CEO Sebastian Siemiatkowski lamented that the round took place during “possibly the worst set of circumstances to afflict stock markets since World War II”, marking one of many in a now infamous series of valuation cuts.

Read more: Klarna confirms $800m funding, but bemoans "steepest drop in global stock markets in over fifty years"

Checkout.com

Last, but by no means least, Checkout.com raised a whopping $1bn in a Series D funding round in January at a valuation of $40bn.

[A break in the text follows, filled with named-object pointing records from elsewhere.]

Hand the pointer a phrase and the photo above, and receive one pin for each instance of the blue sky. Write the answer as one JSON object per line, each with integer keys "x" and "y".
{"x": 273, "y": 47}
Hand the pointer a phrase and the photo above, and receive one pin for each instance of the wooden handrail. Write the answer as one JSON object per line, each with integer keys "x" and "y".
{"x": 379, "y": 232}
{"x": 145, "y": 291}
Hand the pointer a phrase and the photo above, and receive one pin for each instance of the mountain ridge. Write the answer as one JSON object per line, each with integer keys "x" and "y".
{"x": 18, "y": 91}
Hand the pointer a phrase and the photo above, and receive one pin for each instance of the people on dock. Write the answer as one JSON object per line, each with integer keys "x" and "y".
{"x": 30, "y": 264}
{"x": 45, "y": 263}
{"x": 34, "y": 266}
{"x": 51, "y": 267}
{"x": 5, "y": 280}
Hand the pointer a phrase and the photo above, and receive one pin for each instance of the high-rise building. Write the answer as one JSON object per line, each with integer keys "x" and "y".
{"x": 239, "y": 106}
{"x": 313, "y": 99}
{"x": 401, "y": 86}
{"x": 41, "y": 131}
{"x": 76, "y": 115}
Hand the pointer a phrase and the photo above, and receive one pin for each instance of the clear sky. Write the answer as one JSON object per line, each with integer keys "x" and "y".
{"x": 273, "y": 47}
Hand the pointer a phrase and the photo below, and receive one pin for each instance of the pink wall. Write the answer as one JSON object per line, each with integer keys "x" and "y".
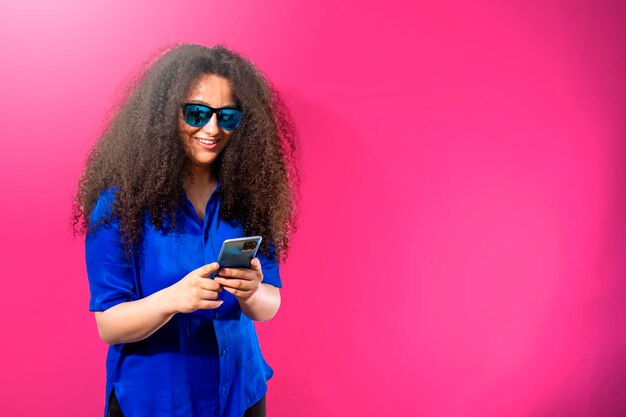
{"x": 461, "y": 249}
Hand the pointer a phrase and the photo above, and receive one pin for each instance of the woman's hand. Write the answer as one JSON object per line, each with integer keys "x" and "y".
{"x": 195, "y": 291}
{"x": 258, "y": 301}
{"x": 240, "y": 282}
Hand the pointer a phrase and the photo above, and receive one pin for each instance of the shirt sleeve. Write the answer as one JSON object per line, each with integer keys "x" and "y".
{"x": 271, "y": 271}
{"x": 111, "y": 275}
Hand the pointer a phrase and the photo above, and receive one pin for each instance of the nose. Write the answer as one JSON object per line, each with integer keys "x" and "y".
{"x": 211, "y": 127}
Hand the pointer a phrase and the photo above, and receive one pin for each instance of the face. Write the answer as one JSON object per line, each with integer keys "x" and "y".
{"x": 203, "y": 144}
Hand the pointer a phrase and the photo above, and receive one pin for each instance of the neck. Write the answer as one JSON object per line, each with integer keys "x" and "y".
{"x": 201, "y": 177}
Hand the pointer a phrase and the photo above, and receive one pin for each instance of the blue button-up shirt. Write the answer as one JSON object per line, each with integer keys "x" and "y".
{"x": 200, "y": 364}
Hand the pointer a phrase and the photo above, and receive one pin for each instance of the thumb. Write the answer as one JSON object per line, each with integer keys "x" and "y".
{"x": 255, "y": 264}
{"x": 205, "y": 270}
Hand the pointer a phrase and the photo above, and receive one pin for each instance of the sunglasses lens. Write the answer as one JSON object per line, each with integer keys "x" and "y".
{"x": 229, "y": 119}
{"x": 196, "y": 115}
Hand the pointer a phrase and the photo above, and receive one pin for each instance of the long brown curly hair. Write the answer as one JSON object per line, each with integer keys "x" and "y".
{"x": 140, "y": 153}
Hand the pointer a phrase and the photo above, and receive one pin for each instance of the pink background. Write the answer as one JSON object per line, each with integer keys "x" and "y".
{"x": 461, "y": 249}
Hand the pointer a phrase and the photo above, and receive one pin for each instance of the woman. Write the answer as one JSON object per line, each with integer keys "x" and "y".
{"x": 201, "y": 150}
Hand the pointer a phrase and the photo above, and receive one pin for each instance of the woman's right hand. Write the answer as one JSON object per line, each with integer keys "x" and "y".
{"x": 195, "y": 291}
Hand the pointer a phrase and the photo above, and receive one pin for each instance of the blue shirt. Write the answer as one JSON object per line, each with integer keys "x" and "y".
{"x": 200, "y": 364}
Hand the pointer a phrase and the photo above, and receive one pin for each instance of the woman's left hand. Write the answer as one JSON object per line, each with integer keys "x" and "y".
{"x": 242, "y": 283}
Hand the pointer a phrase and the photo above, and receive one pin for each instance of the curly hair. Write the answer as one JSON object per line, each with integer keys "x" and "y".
{"x": 140, "y": 153}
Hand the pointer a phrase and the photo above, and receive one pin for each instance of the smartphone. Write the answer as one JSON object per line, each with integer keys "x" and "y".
{"x": 238, "y": 253}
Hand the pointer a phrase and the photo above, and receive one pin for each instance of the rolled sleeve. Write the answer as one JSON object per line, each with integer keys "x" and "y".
{"x": 111, "y": 276}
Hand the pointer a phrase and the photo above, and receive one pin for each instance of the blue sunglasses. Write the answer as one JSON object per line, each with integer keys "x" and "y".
{"x": 197, "y": 115}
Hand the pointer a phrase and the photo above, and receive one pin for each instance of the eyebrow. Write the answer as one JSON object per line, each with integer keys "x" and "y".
{"x": 207, "y": 104}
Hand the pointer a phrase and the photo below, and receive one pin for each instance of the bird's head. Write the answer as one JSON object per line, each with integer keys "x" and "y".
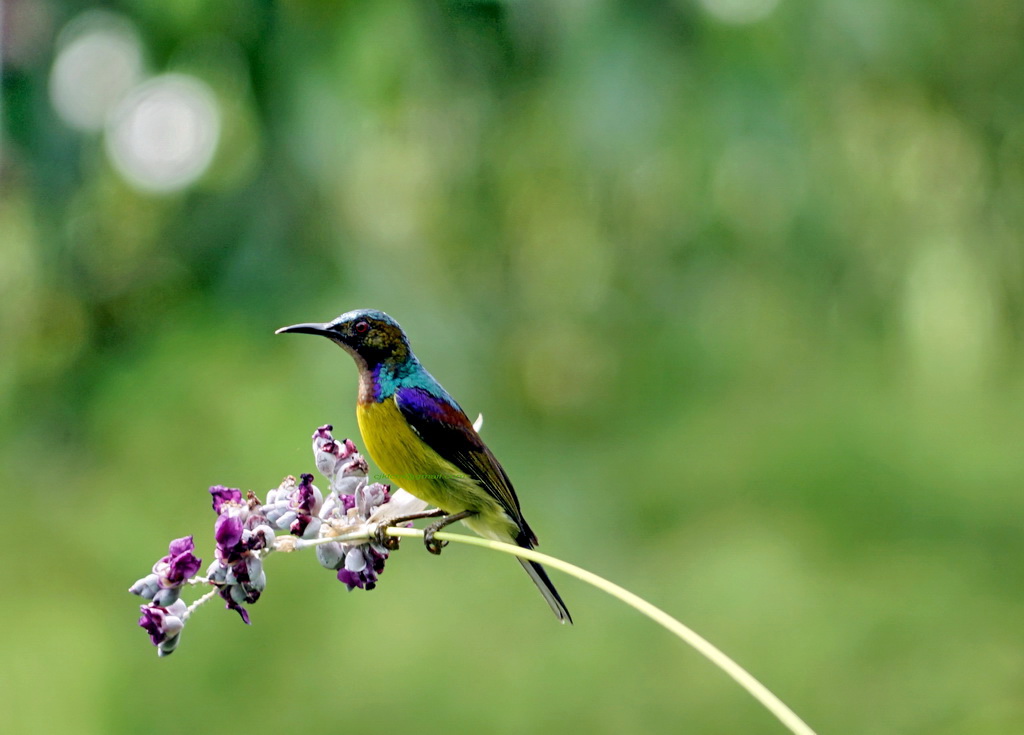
{"x": 370, "y": 336}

Fintech’s biggest raise of the year snuck in right at the start before too much of the macroeconomic climate had time to crumble, and saw the payments processor rocket up the valuation charts.

Since the fintech scored possibly the biggest fintech funding round Europe has ever seen, however, it has slashed its valuation to $11bn, ending the year with as much of a bang as it started it.

Revolut has now taken the crown for highest-value startup in Europe, but founder and CEO Guillaume Pousaz did not seem phased by the move, saying, “Valuation is an investor component. I’m a founder, so I just care about building, about net revenue growth and margin. I would almost tell you that I don’t care at all because I care about where my revenue is going and that’s it.”

Read more: Checkout.com raises $1bn for 'Web 3.0' strategy, fintech valued at $40bn

*Bonus VC firm*: Northzone 

In its biggest fundraise ever, Northzone raised a huge €1bn.

The venture capital firm plans, which has an impressive portfolio with a number of fintechs,  plans to use the tenth round of funding across the US and Europe to back the best companies of the next decade.

The European VC’s portfolio includes the likes of  Zopa, Klarna, TrueLayer, Yonder and Wagestream, and it plans to use the funds to invest in global consumer and enterprise companies.